1. Introduction

Evaluation of a pre-trained large models is essential to understand the properties of models. One of critical evaluations is the bias of a model for social groups which are also known as democratic axes. Examples are "gender, race, and community". On these democratic axes, there are words that the model should not bias to specific words. For example, when you ask a model:

"Who can be a nurse?"

Then, the likelihoods of words for the model output would be

LM's Answer : "woman: 0.7, man: 0.2, ..."

Even though the word "nurse" is highly entangled with the word "woman", The man should have similar probability with the woman as he could be a nurse too. Under this bias problem, we provide a quantitative analysis on the emergence of bias in the circuits of BERT. That is, we believe that the bias emerges at the internal representation of a model and we debias the layer to mitigate the bias. To this end, we propose several quantitative measures to understand the bias of BERT.

2. Bias Contribution of Layers

Measuring the contribution of layers is done with direct mapping of the hidden representations to the vocabulary. The direct mapping is possible as the blocks are connected by residual streams which refine the hidden representations. Figure below shows how logit-lens are related to the bias analysis. At the mask location, the prediction depends on the word Nurse which triggers bias of outputs. Note that every block outputs can be directly mapped to the vocabulary.

3. Measuring entropy of logits

To quantitatively measure the bias (imbalance of logits), we use entropy of probabilities over the democratic words such as $\{he, she, woman, man\}$ for Gender democratic axis.
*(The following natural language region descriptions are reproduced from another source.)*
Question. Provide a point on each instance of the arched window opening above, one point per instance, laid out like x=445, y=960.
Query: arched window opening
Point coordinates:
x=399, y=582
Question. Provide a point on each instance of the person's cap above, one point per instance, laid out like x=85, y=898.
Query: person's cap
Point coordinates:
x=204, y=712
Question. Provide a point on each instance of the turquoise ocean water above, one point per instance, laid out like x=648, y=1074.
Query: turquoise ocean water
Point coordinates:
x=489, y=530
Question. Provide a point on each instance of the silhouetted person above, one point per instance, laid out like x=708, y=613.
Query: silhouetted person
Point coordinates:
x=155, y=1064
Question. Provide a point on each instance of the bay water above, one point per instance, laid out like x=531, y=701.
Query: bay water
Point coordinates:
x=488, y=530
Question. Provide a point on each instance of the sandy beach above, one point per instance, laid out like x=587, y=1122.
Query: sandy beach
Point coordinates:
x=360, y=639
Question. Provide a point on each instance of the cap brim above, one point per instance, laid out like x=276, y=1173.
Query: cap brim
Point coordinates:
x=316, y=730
Figure below shows the entropy over attention modules and MLP modules over all layers. We observe that the emergences of imbalance are quite different for each democratic axis. In addition, MLP on [MASK] token has imbalance first than ATTN.

4. Masked Location Bias Scores

To blame the bias on the [MASK] token, we should verify whether the [MASK] position makes the bias or obtained the bias from other tokens. To measure the responsibility, we propose Masked Location Bias Scores (MLBs) which measures the difference of entropies of logit lens for MLP and ATTN at a block. Figure below shows the responsibility of bias.

Figure below shows the MLBs over all layers. As color is close to red, the [MASK] location produces high bias than the bias obtained from other tokens. On the other hand, if the color is close to blue, the [MASK] location mitigate the bias.

5. What happens when debias?

We conjecture that the bias of logit-lens for the selected layer only debias locally. That is, the logits of other layers are still biased. Figure below shows the marginal contributions of layers before debias and after debias. Note that when we select the debias location early, the logits of upper layers are still remaining. On the other hand, the debias of upper layers results in the survival of biases in the lower layers. One important observation is that they are sum to zero and the final output is also zero. Therefore, the observation (prediction) is debiased, while the internal layers still have biases.

Conclusion

We propose several quantitative analysis to understand biases in internal layers of BERT. We believe that understanding of internal biases is important to perfectly mitigate the bias of large models.